Take a good look at the title. Now take the first three words and remove them. Crossbones is what this comic is about. Captain America gets a few flashback panels, but this is firmly the story of Brock Rumlow. It's one of the best Crossbones stories in a long time, and he's had some decent stuff lately. But first you have to mentally remove that Cap from the title, or replace the 'And' with a colon. This is not a comic about a hero. This villain barely fits as an anti-hero.

Straight off the bat, William Harms writes a damn good Crossbones. The voice and the tough guy cliches all work, and this is your only excuse to use them. Crossbones is straight out of an 80s action flick, as is the mission, and Harms weaves it all together with Shane Black precision to not make it feel dated. This hard ass is fun, but it doesn't feel like his mouth is running away. If anything he's still restrained, just having fun. It makes a very bad person a very interesting lead to follow for the issue.

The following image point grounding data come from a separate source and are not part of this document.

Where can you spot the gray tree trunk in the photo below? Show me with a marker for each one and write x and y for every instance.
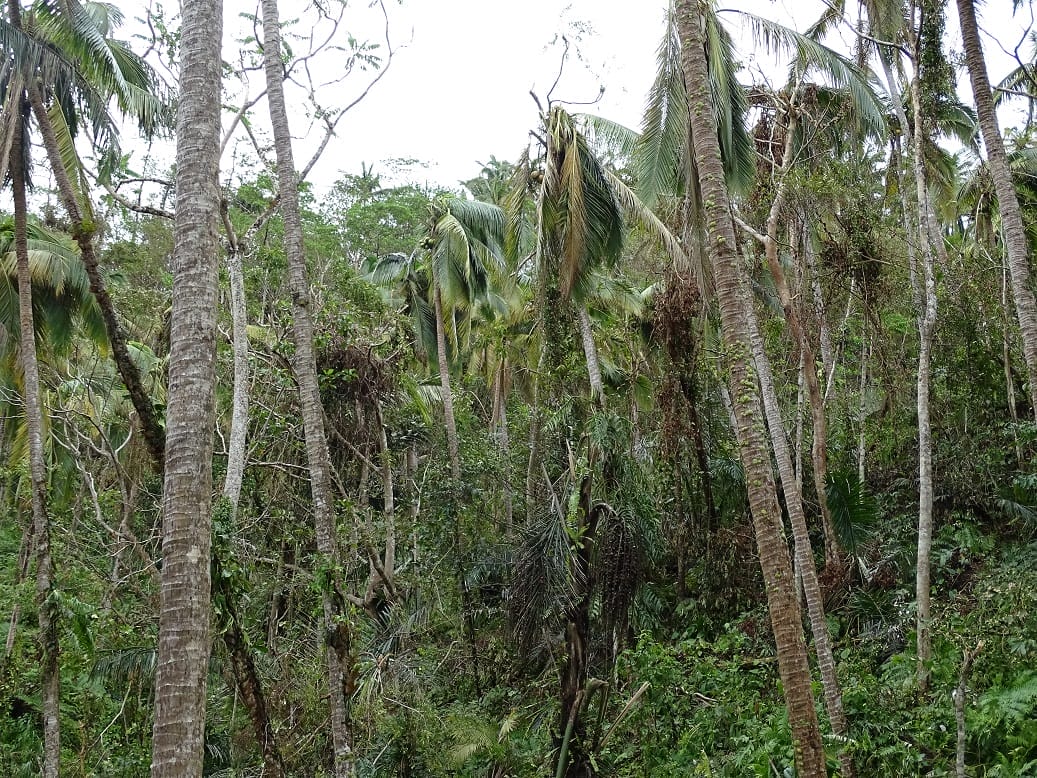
(240, 408)
(785, 615)
(1008, 202)
(50, 678)
(590, 353)
(184, 622)
(337, 626)
(453, 446)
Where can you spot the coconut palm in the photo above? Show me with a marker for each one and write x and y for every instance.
(785, 616)
(184, 620)
(68, 68)
(1011, 217)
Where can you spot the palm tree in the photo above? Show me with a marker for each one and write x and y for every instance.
(37, 468)
(68, 70)
(184, 620)
(1008, 202)
(785, 616)
(465, 244)
(337, 623)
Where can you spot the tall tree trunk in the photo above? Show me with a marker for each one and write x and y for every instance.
(49, 673)
(240, 407)
(184, 621)
(340, 659)
(453, 447)
(805, 565)
(819, 456)
(590, 353)
(785, 614)
(82, 231)
(1008, 202)
(242, 662)
(929, 237)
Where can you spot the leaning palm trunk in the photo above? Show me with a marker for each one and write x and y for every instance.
(1008, 201)
(82, 231)
(819, 456)
(590, 352)
(785, 614)
(453, 447)
(240, 406)
(50, 678)
(184, 622)
(805, 565)
(337, 626)
(925, 293)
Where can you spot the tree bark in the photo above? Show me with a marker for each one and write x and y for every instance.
(184, 622)
(49, 673)
(805, 565)
(929, 237)
(819, 456)
(785, 614)
(240, 408)
(453, 447)
(82, 231)
(337, 624)
(1008, 202)
(590, 353)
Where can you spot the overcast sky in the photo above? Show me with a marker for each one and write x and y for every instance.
(458, 88)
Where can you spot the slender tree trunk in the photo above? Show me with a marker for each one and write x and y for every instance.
(243, 665)
(453, 446)
(240, 407)
(590, 353)
(340, 660)
(184, 621)
(785, 614)
(805, 565)
(49, 674)
(82, 231)
(929, 237)
(819, 456)
(1008, 202)
(861, 413)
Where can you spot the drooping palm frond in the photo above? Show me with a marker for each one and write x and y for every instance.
(853, 509)
(544, 582)
(811, 56)
(62, 302)
(581, 217)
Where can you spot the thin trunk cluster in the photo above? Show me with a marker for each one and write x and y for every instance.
(785, 615)
(336, 620)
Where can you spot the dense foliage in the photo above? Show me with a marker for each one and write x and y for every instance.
(548, 560)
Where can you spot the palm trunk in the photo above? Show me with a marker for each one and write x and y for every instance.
(805, 565)
(337, 624)
(49, 673)
(785, 615)
(453, 446)
(819, 456)
(240, 407)
(590, 353)
(184, 621)
(929, 237)
(1008, 202)
(82, 231)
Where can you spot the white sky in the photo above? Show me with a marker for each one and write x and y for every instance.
(458, 90)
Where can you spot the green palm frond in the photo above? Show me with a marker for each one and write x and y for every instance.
(853, 509)
(69, 159)
(730, 105)
(638, 212)
(839, 71)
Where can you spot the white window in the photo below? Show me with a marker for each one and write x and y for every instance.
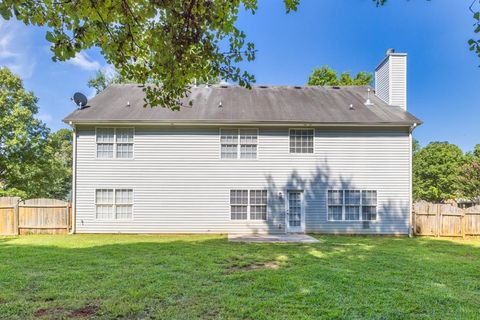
(258, 204)
(105, 203)
(115, 143)
(352, 205)
(248, 205)
(124, 140)
(301, 140)
(238, 204)
(114, 203)
(238, 143)
(248, 143)
(105, 142)
(369, 205)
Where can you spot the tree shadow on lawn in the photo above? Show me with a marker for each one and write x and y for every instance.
(208, 277)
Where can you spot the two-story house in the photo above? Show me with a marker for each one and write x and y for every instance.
(271, 159)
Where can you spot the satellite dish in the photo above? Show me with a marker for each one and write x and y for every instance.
(80, 99)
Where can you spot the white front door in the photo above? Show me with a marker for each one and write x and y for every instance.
(295, 214)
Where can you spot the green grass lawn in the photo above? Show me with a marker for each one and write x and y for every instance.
(204, 276)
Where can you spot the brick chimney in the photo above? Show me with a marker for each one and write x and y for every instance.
(391, 79)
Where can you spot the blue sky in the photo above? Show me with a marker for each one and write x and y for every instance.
(348, 35)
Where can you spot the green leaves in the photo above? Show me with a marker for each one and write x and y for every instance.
(325, 76)
(33, 162)
(441, 172)
(166, 43)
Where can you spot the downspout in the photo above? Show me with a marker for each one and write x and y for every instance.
(410, 185)
(74, 180)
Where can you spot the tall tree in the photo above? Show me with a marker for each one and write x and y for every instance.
(33, 163)
(169, 42)
(325, 76)
(436, 172)
(103, 79)
(470, 175)
(56, 165)
(22, 136)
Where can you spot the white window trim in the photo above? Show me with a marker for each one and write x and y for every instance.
(114, 143)
(115, 203)
(300, 153)
(248, 205)
(238, 144)
(344, 206)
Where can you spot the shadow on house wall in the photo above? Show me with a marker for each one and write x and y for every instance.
(392, 214)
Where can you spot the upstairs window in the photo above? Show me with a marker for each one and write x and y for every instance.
(105, 142)
(352, 205)
(114, 143)
(238, 143)
(301, 140)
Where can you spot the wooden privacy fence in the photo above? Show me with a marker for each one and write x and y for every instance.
(50, 216)
(444, 220)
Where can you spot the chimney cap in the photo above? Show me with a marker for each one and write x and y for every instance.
(390, 51)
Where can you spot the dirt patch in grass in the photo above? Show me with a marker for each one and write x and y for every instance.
(49, 313)
(60, 313)
(87, 311)
(273, 265)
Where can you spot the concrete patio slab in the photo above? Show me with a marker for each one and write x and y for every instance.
(272, 238)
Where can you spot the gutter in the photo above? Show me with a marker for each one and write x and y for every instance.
(74, 180)
(245, 123)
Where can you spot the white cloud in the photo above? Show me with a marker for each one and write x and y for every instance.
(83, 61)
(15, 44)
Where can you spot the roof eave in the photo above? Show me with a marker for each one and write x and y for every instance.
(244, 122)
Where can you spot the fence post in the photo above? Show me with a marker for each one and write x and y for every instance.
(440, 222)
(414, 222)
(69, 217)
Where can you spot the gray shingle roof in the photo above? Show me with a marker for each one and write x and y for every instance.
(261, 104)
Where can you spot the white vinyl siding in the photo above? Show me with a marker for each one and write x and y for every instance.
(301, 140)
(248, 204)
(115, 143)
(238, 143)
(114, 203)
(352, 205)
(181, 185)
(391, 80)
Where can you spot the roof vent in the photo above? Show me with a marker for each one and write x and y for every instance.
(368, 103)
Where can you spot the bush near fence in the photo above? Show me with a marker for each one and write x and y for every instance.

There are little cutaway pages of Crossbones' past that inform us about the internal machinations of the character but that also affect the story by the end. In one of these pages, a junior Rumlow is chased and some White Supremacists save him with their violence. Shalvey's depiction of Rumlow's face when he realizes White Power is 'teh awesomez' is so insanely hilarious as to be perfectly fitting for this character.

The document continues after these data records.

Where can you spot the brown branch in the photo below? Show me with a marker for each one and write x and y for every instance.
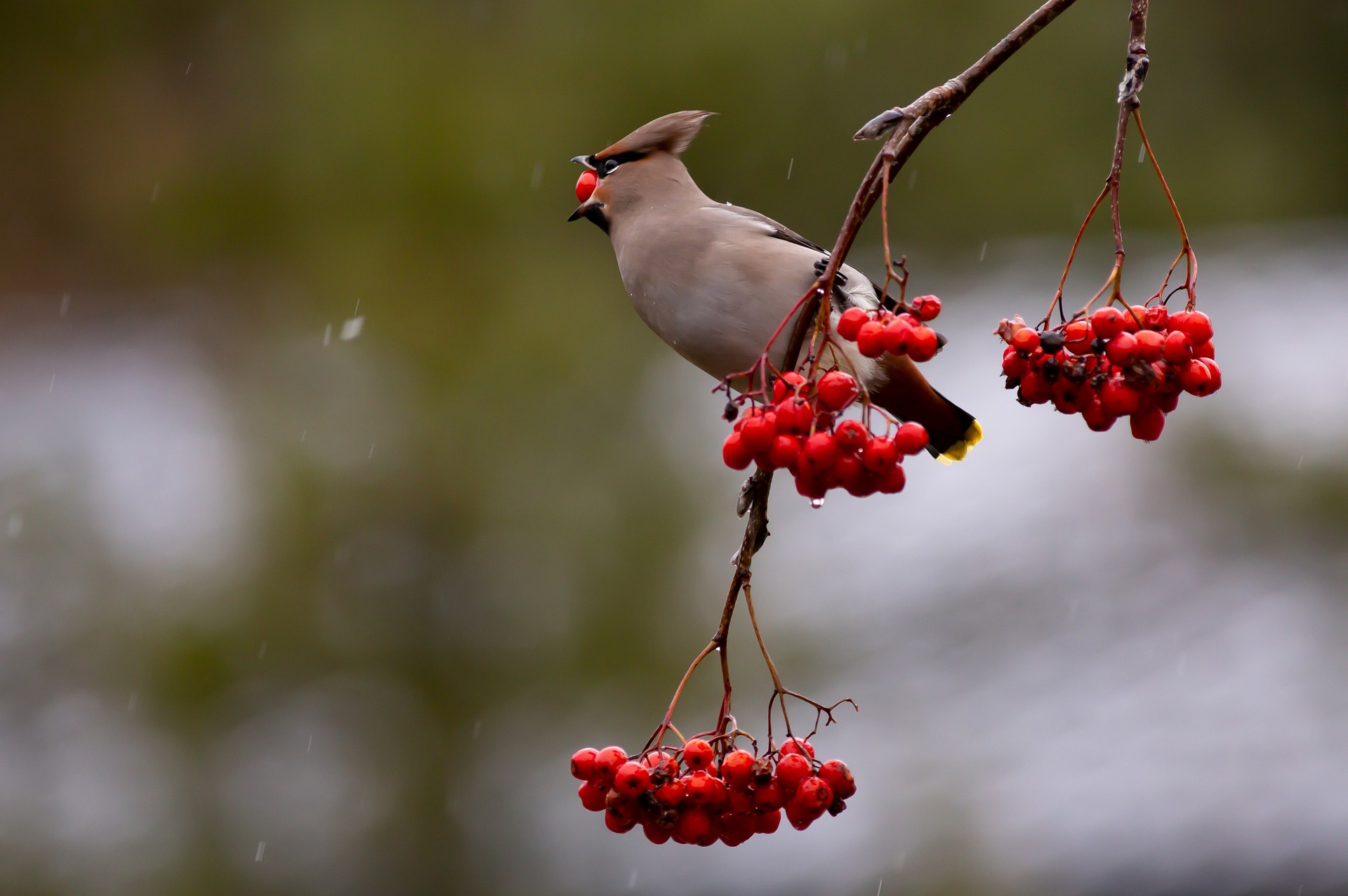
(910, 126)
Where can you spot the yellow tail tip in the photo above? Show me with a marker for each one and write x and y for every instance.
(956, 452)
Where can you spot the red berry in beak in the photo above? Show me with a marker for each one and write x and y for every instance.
(586, 185)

The mission Crossbones has been dragged into has him wandering into an empty village. The tension ramps up as if it's an urban horror flick. Hidden soldiers mistake Crossbones for a U.S.A super hero. Without missing a beat, Crossbones adopts the assumed role because it will lead him closer to his mission's end, closer to getting to kill a worthy foe, and because it's also a lot of fun. He name drops Avengers worse than Brian Michael Bendis, and the scene is funny without being played for laughs. The story trucks on in the face of something only we are giggling at. It's hilarious and yet completely real for the character, and a perfect use for him.

Shalvey and Wilson use a few instances of white space to show death both literally and metaphorically. White bleeds to show a character not afraid of death, a town captured by it, a fleeting thought possibly remorseful about it, and an inevitability of it because it's the better and quicker choice. The art team shows us a grim landscape but he does it best when he chooses to show us nothing at all.

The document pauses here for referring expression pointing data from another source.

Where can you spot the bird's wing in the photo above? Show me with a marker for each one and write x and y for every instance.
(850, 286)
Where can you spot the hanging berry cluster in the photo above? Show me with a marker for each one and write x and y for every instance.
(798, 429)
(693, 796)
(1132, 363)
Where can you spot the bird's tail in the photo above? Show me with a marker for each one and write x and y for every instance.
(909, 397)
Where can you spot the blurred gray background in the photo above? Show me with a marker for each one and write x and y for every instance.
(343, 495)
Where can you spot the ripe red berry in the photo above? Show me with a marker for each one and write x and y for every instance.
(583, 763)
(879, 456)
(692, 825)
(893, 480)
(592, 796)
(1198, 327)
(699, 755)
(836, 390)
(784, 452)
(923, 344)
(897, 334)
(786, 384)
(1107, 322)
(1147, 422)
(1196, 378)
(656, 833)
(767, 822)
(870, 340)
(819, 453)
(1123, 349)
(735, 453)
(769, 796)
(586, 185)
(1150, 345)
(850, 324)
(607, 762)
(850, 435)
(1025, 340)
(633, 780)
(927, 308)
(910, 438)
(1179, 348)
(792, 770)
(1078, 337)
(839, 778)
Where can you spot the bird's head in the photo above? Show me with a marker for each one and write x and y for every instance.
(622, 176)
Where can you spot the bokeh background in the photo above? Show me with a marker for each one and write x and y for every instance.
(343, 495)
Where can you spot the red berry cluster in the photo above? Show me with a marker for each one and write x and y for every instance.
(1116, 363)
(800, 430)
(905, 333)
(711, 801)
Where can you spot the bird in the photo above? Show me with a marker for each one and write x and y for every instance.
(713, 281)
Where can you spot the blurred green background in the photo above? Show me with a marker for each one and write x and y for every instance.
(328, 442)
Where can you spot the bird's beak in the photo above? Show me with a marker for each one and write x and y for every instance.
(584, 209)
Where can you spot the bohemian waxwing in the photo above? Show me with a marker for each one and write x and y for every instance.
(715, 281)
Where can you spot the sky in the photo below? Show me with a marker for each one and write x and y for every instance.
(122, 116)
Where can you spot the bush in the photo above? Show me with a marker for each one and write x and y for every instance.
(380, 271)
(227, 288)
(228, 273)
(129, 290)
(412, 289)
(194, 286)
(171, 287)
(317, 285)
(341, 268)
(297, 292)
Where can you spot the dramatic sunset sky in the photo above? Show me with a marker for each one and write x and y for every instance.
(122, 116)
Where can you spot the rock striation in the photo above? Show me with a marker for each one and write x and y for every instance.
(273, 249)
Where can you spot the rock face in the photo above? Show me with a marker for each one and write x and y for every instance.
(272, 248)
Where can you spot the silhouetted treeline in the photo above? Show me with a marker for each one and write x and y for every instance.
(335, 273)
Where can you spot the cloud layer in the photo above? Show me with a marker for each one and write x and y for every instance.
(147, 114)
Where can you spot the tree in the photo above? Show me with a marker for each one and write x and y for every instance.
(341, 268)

In the end, this isn't about the redemption of Crossbones. This isn't him seeing the light of the world. It's more him seeing the absolute black of the world and maybe thinking he's only a dark shade of grey. He might not be perfect but he isn't perfectly broken. This revelation won't lead to him becoming a new man, I wouldn't think, but it might make him a more useful character to have around the Marvel Universe. This is one of the definitive Crossbones stories and an issue that entertains on many levels. I'd buy many more like this to develop a true anti-hero.